To: [email protected]

From: “seerehwenfadha7et”

Date: April 16, 2004

Subject: When Grief Becomes Pleasure

He said to her one day, All a man wants from a woman is that she understand him. And so the woman snapped loudly into his ear, And all a woman wants from a man is that he love her.

—Socrates

Among the many criticisms that have begun flooding into my inbox are a large number slamming me for quoting lines by the late poet Nizar Qabbani and—way back in my first e-mail—asking God’s mercy on him. I quote Qabbani for a simple reason: There isn’t anything out there today that could compare. I’ve never read any modern poetry that has the simplicity and the clear eloquence of his. I have never felt even slightly moved or influenced by those modernist poets who compose a
qasida
of thirty lines in which they talk about nothing! I do not get any pleasure from reading about
the festering pus on the forehead issuing from behind the haunch of eternal grief.
I am in sync only with Nizar’s essential lines, lines that not a single one of those new poets (with all due respect to them) has been able to compose, despite their simplicity.

A
fter Sadeem flunked out of school, which came as a huge surprise to everyone since she was known for her academic excellence, her father proposed that the two of them travel to London for some fun. Sadeem asked him, though, to let her go alone and stay in their flat in South Kensington. She wanted to spend a stretch of time by herself, she said. After some hesitation, her dad agreed, and he furnished her with some telephone numbers and addresses of friends of his who, accompanied by their families, were spending the summer in England. She could contact them if she wanted a little break from herself. He urged her to occupy her free time by signing up for a computer or economics course of some kind so that she could benefit from her time away once she returned to her college in Riyadh.
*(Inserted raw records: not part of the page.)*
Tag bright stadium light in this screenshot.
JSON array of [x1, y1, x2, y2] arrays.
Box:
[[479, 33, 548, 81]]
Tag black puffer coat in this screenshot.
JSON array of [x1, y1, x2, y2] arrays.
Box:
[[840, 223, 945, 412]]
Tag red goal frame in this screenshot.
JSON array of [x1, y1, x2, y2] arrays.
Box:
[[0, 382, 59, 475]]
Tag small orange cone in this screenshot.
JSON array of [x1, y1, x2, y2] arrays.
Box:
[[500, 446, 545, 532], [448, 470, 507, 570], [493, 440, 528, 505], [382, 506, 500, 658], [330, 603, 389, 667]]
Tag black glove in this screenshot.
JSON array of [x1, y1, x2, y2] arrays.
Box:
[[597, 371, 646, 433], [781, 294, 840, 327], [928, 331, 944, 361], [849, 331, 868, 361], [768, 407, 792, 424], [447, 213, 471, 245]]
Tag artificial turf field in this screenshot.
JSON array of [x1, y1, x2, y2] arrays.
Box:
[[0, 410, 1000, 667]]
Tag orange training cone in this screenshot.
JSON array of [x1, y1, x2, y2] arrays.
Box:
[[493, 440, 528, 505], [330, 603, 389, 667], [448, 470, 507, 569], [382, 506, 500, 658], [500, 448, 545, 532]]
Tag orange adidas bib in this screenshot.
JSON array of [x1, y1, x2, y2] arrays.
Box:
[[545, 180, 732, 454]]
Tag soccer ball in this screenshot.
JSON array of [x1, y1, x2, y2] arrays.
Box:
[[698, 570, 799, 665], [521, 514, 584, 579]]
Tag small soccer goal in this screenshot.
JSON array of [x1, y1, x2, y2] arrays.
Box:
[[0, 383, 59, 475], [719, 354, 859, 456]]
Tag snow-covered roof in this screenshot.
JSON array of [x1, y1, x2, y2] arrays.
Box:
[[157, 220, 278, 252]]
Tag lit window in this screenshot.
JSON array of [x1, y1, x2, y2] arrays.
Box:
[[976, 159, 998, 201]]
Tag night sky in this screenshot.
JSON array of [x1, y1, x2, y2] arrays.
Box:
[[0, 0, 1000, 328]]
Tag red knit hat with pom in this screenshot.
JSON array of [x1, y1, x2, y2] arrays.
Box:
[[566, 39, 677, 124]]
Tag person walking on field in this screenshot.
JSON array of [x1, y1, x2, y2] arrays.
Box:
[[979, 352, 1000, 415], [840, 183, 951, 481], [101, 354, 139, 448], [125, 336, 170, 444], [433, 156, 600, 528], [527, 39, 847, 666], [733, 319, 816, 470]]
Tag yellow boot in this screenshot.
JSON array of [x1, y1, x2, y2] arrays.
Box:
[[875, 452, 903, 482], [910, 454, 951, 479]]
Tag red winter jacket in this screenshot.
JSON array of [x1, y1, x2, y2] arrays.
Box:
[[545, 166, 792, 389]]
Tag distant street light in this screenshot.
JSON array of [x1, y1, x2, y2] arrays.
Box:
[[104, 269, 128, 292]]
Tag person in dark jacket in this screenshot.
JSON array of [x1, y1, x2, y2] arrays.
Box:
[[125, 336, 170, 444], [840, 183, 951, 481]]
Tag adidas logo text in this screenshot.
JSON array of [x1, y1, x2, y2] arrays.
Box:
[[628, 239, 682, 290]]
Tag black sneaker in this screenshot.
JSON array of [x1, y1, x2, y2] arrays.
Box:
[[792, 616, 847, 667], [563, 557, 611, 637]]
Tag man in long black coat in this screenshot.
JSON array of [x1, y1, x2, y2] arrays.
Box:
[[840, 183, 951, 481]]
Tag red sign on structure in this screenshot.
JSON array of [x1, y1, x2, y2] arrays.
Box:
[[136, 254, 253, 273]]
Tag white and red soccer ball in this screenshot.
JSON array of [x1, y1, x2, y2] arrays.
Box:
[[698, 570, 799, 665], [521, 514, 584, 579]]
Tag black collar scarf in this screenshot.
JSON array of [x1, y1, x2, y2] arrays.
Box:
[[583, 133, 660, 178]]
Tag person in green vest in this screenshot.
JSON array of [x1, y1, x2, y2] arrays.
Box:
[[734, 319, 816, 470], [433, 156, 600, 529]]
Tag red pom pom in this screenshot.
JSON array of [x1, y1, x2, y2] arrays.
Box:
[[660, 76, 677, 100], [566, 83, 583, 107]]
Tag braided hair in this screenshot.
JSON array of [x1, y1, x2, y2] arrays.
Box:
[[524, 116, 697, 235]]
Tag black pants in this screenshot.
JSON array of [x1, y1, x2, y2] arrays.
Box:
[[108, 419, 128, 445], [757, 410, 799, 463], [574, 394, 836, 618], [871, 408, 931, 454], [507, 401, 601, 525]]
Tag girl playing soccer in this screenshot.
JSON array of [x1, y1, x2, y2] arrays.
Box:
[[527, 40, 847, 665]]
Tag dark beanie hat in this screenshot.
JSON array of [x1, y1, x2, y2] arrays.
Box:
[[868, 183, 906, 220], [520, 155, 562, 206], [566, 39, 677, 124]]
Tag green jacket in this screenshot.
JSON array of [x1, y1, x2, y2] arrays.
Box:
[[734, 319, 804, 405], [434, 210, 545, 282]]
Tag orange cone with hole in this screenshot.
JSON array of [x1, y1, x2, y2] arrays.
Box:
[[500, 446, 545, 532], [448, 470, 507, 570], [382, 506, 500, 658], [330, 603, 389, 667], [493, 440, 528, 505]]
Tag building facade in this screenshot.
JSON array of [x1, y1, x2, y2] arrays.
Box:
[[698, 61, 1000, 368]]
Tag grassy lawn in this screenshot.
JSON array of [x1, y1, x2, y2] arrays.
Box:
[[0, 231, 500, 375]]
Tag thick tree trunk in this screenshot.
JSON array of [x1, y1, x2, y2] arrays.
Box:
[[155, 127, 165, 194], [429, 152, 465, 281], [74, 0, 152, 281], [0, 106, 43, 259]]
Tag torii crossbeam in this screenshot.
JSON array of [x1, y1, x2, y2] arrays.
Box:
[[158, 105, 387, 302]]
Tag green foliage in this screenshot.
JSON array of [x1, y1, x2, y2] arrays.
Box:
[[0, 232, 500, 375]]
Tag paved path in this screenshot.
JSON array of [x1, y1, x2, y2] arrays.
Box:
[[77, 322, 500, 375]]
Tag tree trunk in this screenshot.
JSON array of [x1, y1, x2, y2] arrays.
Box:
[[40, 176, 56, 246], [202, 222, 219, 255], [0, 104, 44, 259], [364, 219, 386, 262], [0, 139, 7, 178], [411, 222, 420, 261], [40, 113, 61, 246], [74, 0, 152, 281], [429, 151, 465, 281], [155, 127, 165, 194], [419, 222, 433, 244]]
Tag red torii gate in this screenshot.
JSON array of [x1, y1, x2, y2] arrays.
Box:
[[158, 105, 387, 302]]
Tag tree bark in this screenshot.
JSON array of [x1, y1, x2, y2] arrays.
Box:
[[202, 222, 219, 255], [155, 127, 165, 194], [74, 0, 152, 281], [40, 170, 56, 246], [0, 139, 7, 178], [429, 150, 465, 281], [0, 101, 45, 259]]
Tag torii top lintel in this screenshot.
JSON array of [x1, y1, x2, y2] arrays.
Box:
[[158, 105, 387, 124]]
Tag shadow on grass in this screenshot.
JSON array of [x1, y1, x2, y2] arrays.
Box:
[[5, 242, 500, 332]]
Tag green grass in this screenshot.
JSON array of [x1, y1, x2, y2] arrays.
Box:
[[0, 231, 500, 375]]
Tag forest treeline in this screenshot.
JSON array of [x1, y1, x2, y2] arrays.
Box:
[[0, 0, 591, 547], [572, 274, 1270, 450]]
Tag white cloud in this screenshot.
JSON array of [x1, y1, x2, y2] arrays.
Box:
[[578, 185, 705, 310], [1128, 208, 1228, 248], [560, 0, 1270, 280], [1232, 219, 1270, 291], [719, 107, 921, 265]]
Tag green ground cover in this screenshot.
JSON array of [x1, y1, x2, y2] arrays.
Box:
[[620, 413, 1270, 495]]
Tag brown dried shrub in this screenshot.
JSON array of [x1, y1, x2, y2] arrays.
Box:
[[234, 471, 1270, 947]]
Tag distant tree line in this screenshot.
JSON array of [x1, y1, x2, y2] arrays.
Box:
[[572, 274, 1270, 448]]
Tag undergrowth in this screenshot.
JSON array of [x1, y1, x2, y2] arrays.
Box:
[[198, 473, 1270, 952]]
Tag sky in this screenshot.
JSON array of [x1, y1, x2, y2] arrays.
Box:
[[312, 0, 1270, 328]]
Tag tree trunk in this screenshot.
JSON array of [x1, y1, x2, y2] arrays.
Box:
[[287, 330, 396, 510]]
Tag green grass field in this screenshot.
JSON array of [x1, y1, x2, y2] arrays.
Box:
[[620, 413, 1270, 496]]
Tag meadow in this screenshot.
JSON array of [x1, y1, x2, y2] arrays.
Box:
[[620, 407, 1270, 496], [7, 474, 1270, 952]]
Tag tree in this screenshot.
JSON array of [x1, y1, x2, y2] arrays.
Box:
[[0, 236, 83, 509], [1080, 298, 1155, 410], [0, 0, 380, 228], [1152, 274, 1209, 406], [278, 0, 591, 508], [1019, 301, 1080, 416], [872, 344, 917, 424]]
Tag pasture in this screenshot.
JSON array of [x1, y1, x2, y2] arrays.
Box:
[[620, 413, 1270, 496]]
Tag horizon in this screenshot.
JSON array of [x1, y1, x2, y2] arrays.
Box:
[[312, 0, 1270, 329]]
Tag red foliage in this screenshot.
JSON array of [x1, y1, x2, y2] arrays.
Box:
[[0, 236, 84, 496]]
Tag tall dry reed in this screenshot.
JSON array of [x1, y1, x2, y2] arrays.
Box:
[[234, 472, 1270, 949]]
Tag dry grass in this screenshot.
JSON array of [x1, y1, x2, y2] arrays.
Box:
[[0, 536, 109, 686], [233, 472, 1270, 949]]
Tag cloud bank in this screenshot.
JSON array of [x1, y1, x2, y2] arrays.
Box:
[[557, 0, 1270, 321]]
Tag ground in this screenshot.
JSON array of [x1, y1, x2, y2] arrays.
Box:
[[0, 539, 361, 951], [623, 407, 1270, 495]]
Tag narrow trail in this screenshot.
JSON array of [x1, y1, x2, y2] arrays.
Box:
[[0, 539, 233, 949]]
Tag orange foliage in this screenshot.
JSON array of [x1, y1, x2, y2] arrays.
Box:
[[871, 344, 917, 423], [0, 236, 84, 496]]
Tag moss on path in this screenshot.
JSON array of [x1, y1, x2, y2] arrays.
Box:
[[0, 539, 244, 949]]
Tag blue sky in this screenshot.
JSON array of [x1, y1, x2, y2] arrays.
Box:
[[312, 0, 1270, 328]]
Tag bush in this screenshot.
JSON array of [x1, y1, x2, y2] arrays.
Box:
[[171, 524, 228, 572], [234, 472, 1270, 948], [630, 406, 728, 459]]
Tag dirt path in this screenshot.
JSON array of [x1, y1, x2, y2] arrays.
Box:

Sadeem packed away her wound along with her clothes and carried it all from the Dust Capital of the World to the Fog Capital of the World. London was not new to her. In fact, spending the last month of summer there had become a familiar yearly ritual. London this time around was different, though. This time, London was a huge sanatorium where Sadeem had decided to take refuge to overcome the mental maladies overwhelming her after her experience with Waleed.

Before they began the descent at Heathrow airport, Sadeem headed for the airplane bathroom. She took off her
abaya
and head covering to reveal a well-proportioned body encased in tight jeans and a T-shirt, and a smooth face adorned with light pink blush, a little mascara and a swipe of lip gloss.

Coming from Riyadh’s heat, Sadeem had always enjoyed walking beneath London’s summer rains, but on this trip, all that poured over her was misery. London was nothing but gloom, she decided; the city was as dark and cloudy as her mood. The silent apartment and her empty pillow added to her unhappiness, leading her to shed more tears than she had known it was possible to produce.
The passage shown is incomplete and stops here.